Today’s urban environment is awash with data. Data become available from a wide range of origins, from fixed and mobile sensors to large-scale monitoring infrastructures, and can come from public, private, or industry sources. Making such data useful is an enabler for the development of novel innovative Big Data applications that utilize massive urban data streams. There are large efforts underway on this front, as we are gradually moving towards a smart city era. Technologies that discover knowledge from urban data, such as new techniques for the detection of disastrous events, tracking health issues, monitoring crucial environmental factors, or improving energy efficiency, will have impact in a lot of aspects of the citizens everyday life.
The importance of data originating in the urban space is going to expand significantly in the future. In fact, the smartamerica.org project reports that United States cities alone are going to invest an estimated sum of 41 trillion USD over the next 20 years with the stated goals to upgrade their infrastructure so that they can improve connectivity and the ability to collect data, in order to improve the efficient use of city resources and enhance the quality of life.
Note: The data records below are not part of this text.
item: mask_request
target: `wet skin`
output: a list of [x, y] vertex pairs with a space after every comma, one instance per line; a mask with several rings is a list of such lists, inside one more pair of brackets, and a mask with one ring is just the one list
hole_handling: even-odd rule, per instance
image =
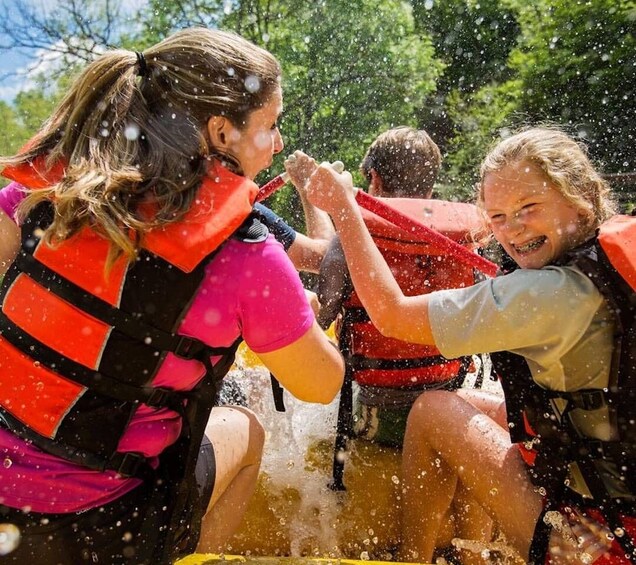
[[486, 174], [483, 198], [495, 238], [524, 269], [544, 267], [581, 239], [581, 210], [532, 162]]
[[242, 129], [226, 124], [227, 150], [241, 164], [244, 176], [251, 180], [267, 169], [273, 156], [285, 147], [278, 129], [282, 111], [282, 92], [277, 88], [261, 108], [250, 113]]

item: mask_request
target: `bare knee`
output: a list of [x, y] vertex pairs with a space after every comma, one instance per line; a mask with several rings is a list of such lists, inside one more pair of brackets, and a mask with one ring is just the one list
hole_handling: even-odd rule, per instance
[[212, 440], [219, 457], [233, 460], [234, 464], [241, 467], [260, 463], [265, 444], [265, 430], [256, 414], [249, 408], [216, 408], [208, 421], [206, 435]]
[[248, 419], [249, 443], [245, 453], [245, 464], [251, 465], [254, 463], [260, 463], [263, 455], [263, 447], [265, 445], [265, 428], [263, 428], [263, 424], [261, 424], [258, 416], [249, 408], [233, 406], [232, 409], [243, 412]]
[[422, 393], [409, 412], [408, 425], [421, 428], [436, 424], [440, 413], [448, 411], [454, 397], [454, 392], [446, 390], [429, 390]]

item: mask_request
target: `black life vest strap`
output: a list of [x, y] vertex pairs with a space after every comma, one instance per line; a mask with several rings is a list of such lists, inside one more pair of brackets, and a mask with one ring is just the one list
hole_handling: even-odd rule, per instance
[[40, 435], [37, 435], [36, 438], [31, 428], [1, 407], [0, 427], [11, 430], [12, 433], [26, 441], [33, 441], [40, 449], [51, 455], [66, 461], [72, 461], [94, 471], [115, 471], [122, 477], [136, 477], [142, 480], [153, 477], [155, 473], [146, 457], [141, 453], [117, 451], [110, 457], [102, 457], [91, 451], [78, 449]]
[[363, 370], [408, 370], [421, 369], [423, 367], [433, 367], [435, 365], [445, 365], [453, 361], [446, 359], [442, 355], [432, 355], [431, 357], [413, 357], [409, 359], [377, 359], [364, 355], [351, 355], [347, 362], [356, 371]]
[[552, 533], [552, 526], [545, 521], [545, 515], [553, 510], [552, 501], [549, 499], [543, 509], [536, 524], [534, 525], [534, 532], [532, 533], [532, 540], [530, 542], [530, 552], [528, 555], [528, 565], [544, 565], [545, 558], [548, 555], [548, 548], [550, 545], [550, 534]]
[[336, 422], [336, 438], [333, 447], [331, 481], [327, 485], [333, 491], [345, 491], [344, 466], [347, 443], [353, 435], [353, 370], [345, 365], [344, 381], [340, 389], [338, 402], [338, 420]]
[[73, 380], [98, 394], [124, 402], [141, 402], [154, 408], [170, 408], [181, 413], [187, 391], [175, 391], [152, 386], [135, 386], [94, 371], [68, 357], [60, 355], [41, 341], [23, 331], [0, 311], [0, 334], [16, 349], [38, 359], [47, 369]]
[[[340, 400], [338, 402], [338, 420], [336, 422], [336, 437], [333, 448], [333, 463], [331, 468], [331, 481], [328, 487], [333, 491], [345, 491], [344, 484], [344, 458], [347, 450], [347, 442], [353, 434], [353, 369], [347, 359], [351, 356], [350, 336], [351, 326], [355, 323], [356, 311], [362, 311], [368, 315], [363, 308], [347, 309], [342, 317], [342, 327], [340, 328], [340, 339], [338, 344], [342, 356], [345, 359], [345, 374], [340, 389]], [[359, 315], [359, 312], [358, 312]]]
[[213, 348], [199, 339], [162, 331], [140, 318], [111, 306], [108, 302], [86, 292], [80, 286], [48, 268], [31, 254], [20, 252], [15, 264], [19, 270], [55, 295], [76, 305], [94, 318], [115, 327], [124, 335], [154, 349], [170, 351], [183, 359], [194, 359], [204, 350], [210, 355], [225, 353], [225, 348]]
[[[206, 375], [192, 391], [192, 398], [188, 402], [182, 418], [181, 435], [172, 446], [161, 454], [160, 471], [162, 480], [168, 481], [168, 488], [171, 490], [171, 496], [168, 499], [171, 508], [168, 508], [166, 512], [166, 535], [160, 538], [155, 550], [157, 559], [164, 558], [166, 554], [174, 553], [174, 548], [179, 545], [186, 530], [200, 527], [197, 520], [194, 523], [184, 521], [184, 510], [186, 504], [193, 504], [192, 498], [188, 495], [197, 494], [197, 489], [191, 489], [191, 480], [195, 476], [205, 428], [218, 397], [219, 385], [232, 366], [234, 355], [241, 341], [242, 338], [238, 338], [228, 347], [228, 354], [216, 365], [212, 365], [209, 356], [201, 359], [206, 368]], [[199, 505], [194, 504], [194, 506]], [[191, 545], [179, 548], [181, 552], [194, 552], [198, 538], [198, 531], [195, 531], [189, 536]]]
[[274, 408], [276, 408], [276, 412], [285, 412], [285, 397], [284, 391], [285, 389], [282, 387], [278, 379], [274, 376], [273, 373], [269, 374], [269, 380], [272, 385], [272, 396], [274, 397]]

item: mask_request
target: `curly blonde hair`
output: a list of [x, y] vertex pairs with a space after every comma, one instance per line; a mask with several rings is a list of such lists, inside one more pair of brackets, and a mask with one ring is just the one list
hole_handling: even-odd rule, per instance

The toughest obstacles in using urban data are that such data are heterogeneous, noisy, and unlabeled. In addition urban data can include massive and high-speed data streams (for example video feeds). The combination of monitoring and networking technologies (including the proliferation of ever more powerful smartphones and the introduction in a large scale of the Internet of Things -IoT) produces a space where a very large numbers of data producers produce high volumes of data that are available in real time. Urban data by definition are produced by the monitoring of human activities and therefore are a projection of citizen related actions and events in the data space defined by the technologies employed for the collection. Actions and events that involve many citizens are very complex and can be difficult to interpret in themselves; understanding and utilizing the data that are related to such is even more challenging. Succinctly stated, urban data are difficult to understand.